On Taming Visual Chaos
On taming visual chaos
February 10, 2021
Sometimes I walk into a room where I’ve been asked to take photos and all I see is ALL THE THINGS. Things on the walls. Things on desks. Tables. Chairs. Flotsam. So much stuff cluttering up the scene, threatening to steal the impact of the picture I’ve been hired to make. Often the stuff can’t be moved – it's permanent, there’s too much of it, we don’t have time. Or it helps set the scene, as in an operating room, but it needs to be backgrounded.
So what to do?
For starters, if you can move to a better location then do it. But assuming that’s not an option, these are a few of my best not-at-all-secrets to beat back the visual clutter with a big stick.
Lighting
Emphasize the subject with dramatic light so that the background dims and becomes less noticeable. I’m working toward that goal even when shooting with only available light, as with the nurse below. In that case, look for the strong light.

Techniques: strong light, shallow focus, framing, and some Photoshop

Strong light, soft background, framing
Shallow Depth of Field
Also known as shallow focus, or blurring the background. The idea is to direct attention to the subject (in crisp focus) by allowing the background to fall out of focus. You do that in one of three ways: A) Shoot at a wide aperture (f/stop). I lean on this trick a lot. Some might even say too much. B) Use a long lens. C) Get closer. The nearer your point of focus, the softer the background. Which means that if you get real close, close enough to fill the frame with a face, as in the portrait below from a busy factory floor, the background falls away into lovely indistinct blobs and pools of light.

Very shallow focus, got right up in his grill, also strong light
Move stuff
If the clutter is movable, move it. Things I always get rid of: tissue boxes, trash cans, water bottles, paper coffee cups, informational signs, plastic bags (they’re always lumpy and wispy-shaped and look like random garbage), boxes of rubber gloves, boxes with brand names, cardboard boxes in general, cords of any variety (cords having become a constant and ugly presence in our lives in nearly every setting; no one wants to look at those stupid cords), any randomly colored bits which are often but not always plastic and which don’t contribute to the meaning of the image.
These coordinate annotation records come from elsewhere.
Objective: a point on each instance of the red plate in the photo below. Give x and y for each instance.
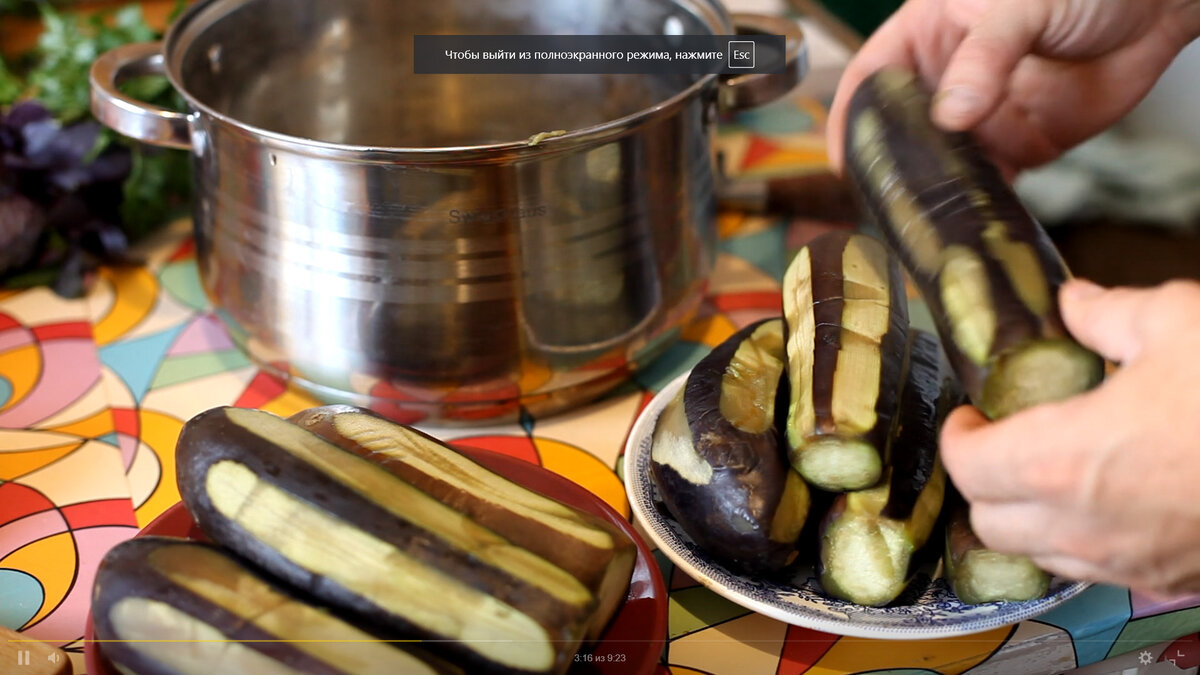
(633, 641)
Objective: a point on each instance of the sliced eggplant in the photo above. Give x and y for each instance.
(165, 605)
(870, 537)
(985, 267)
(717, 458)
(364, 541)
(585, 545)
(978, 574)
(847, 321)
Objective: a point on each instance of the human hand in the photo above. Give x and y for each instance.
(1099, 487)
(1032, 77)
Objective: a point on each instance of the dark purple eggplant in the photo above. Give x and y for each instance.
(172, 607)
(870, 537)
(717, 457)
(587, 547)
(847, 322)
(985, 267)
(359, 538)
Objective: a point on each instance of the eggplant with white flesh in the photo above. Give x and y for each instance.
(173, 607)
(847, 323)
(978, 574)
(985, 267)
(585, 545)
(375, 547)
(717, 458)
(869, 538)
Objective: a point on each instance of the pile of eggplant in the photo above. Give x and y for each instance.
(348, 543)
(813, 438)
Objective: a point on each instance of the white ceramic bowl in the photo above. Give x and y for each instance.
(929, 609)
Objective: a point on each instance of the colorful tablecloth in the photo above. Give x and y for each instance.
(94, 392)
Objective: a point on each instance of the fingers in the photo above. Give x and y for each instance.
(977, 76)
(1103, 320)
(1013, 527)
(1120, 322)
(1033, 454)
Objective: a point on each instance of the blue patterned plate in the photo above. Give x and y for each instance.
(929, 609)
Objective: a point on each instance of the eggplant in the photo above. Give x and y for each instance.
(349, 533)
(869, 538)
(174, 607)
(978, 574)
(847, 323)
(985, 267)
(717, 458)
(587, 547)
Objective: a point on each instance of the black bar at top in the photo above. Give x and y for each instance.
(594, 54)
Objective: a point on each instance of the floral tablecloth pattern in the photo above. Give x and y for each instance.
(94, 392)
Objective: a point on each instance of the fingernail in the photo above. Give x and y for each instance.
(955, 106)
(1079, 290)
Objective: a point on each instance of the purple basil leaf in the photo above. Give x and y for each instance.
(70, 282)
(25, 112)
(105, 240)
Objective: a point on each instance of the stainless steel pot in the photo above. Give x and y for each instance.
(409, 242)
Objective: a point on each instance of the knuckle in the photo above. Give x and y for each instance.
(1174, 299)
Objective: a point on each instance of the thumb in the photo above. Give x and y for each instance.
(978, 72)
(1104, 320)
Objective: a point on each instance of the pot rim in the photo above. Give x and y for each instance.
(185, 27)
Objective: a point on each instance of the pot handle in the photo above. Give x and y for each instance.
(741, 91)
(125, 114)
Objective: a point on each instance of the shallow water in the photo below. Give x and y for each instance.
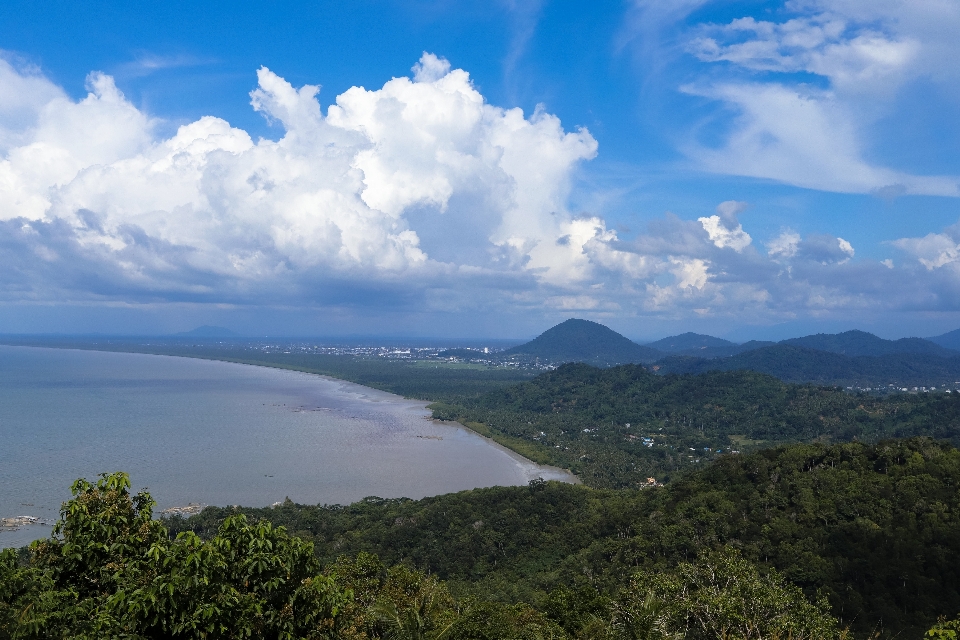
(220, 433)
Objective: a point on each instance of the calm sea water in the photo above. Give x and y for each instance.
(219, 433)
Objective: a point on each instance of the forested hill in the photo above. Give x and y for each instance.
(801, 364)
(861, 343)
(616, 427)
(876, 529)
(582, 341)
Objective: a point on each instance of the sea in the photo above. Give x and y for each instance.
(204, 432)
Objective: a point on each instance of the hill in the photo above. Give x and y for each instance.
(949, 340)
(618, 426)
(688, 341)
(861, 343)
(582, 341)
(207, 331)
(872, 528)
(792, 363)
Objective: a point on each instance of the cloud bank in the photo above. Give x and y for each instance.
(417, 195)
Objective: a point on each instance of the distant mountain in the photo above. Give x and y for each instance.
(583, 341)
(861, 343)
(207, 331)
(950, 340)
(792, 363)
(688, 341)
(703, 346)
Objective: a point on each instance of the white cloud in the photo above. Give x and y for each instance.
(418, 194)
(818, 130)
(329, 199)
(785, 245)
(724, 229)
(933, 251)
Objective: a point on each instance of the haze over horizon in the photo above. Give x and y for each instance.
(749, 170)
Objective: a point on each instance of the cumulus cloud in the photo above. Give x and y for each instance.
(724, 229)
(330, 197)
(418, 194)
(935, 250)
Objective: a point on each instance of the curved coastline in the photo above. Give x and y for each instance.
(408, 454)
(555, 473)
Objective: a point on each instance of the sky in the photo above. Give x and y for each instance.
(480, 169)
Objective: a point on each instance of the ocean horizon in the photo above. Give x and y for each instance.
(218, 433)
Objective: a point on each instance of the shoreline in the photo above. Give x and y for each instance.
(556, 473)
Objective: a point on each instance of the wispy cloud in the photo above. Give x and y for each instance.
(415, 195)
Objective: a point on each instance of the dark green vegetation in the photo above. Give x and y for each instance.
(110, 571)
(616, 427)
(800, 365)
(582, 341)
(425, 380)
(873, 529)
(861, 343)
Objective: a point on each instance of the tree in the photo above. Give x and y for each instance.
(111, 571)
(720, 596)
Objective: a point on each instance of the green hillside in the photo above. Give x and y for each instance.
(582, 341)
(616, 427)
(875, 529)
(800, 365)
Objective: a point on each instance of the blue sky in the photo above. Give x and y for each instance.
(746, 169)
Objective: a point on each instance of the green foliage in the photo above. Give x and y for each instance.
(792, 363)
(616, 427)
(873, 528)
(945, 630)
(111, 571)
(721, 595)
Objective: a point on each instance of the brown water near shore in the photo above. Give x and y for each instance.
(199, 431)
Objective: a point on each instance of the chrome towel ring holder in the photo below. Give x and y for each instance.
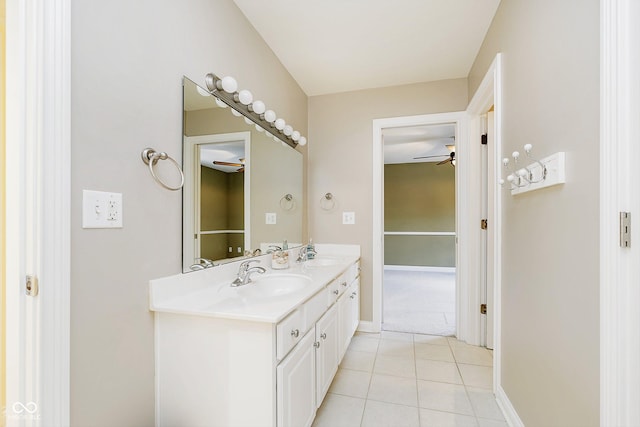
(151, 157)
(327, 202)
(287, 203)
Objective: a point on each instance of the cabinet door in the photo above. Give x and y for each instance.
(354, 305)
(326, 352)
(296, 384)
And I especially get rid of anything behind my subject’s head.
This also means not only taking things out, but rearranging elements inside the frame to create order. To frame the subject, to guide your eye, to emphasize (rather than distract from) what I want to show.

We moved a whole lot of furniture for this portrait, both into and out of the frame.
Intentional framing
Find an angle where the main subject overlaps empty space or is literally framed by shapes in the room. Sometimes you can shoot through a foreground element to frame and create depth, as below. Those fuzzy blobs are glass bottles.

Photoshop
Fix it in post! I try to do everything I can in camera, but sometimes you don’t have the time or permission to move things, or it’s physically impossible to declutter the environment. So we shoot with the idea that certain things can be removed later, and previsualize the shot with that in mind. I might leave extra space at the edges, or shoot a “plate” – a version of the scene with no people, sometimes at various exposures, with the plan that we’ll extend that piece of blank wall or windows to cover something in the final image.
Fixing it in post is a photographer punchline, and most of us don’t like being asked to intentionally take this approach. But come on. Photoshop is a powerful tool, especially in the hands of a talented retoucher who appreciates the visual language of the original photograph. For me, it’s about making a photo the best possible version of itself, even if that reality didn’t precisely occur as pictured. If we moved all the furniture out of the room and into the hall, that’s not exactly real either. And in this context I care more about the clarity and emotional impact of the image than I do about whether there actually was or was not a blank wall behind this person. A discussion of whether it’s an honest representation of reality feels almost quaint for advertising photography, but for my work and aesthetic I think it’s still relevant. And it should be clear that I’m talking about commercial art here, not photojournalism, where very different rules apply.

Framing, plus a healthy dose of Photoshop. Yes, I see the plastic bags. Let's not discuss it.

The raw capture.
More complexity
This is not typical and I include it more as a fun footnote. I’m almost always trying to simplify the scene as much as possible. But sometimes, once in a great while, I’ll opt to embrace the chaos and intensify it. The trick here is to push it over the top and into next level clutter territory, so that there can be no question but that it was intentional. There is so much stuff and texture that it’s overwhelming and the photo becomes in a sense ABOUT the chaos.

Sarah runs an Arts in Healthcare program. The colorful clutter behind her is her work.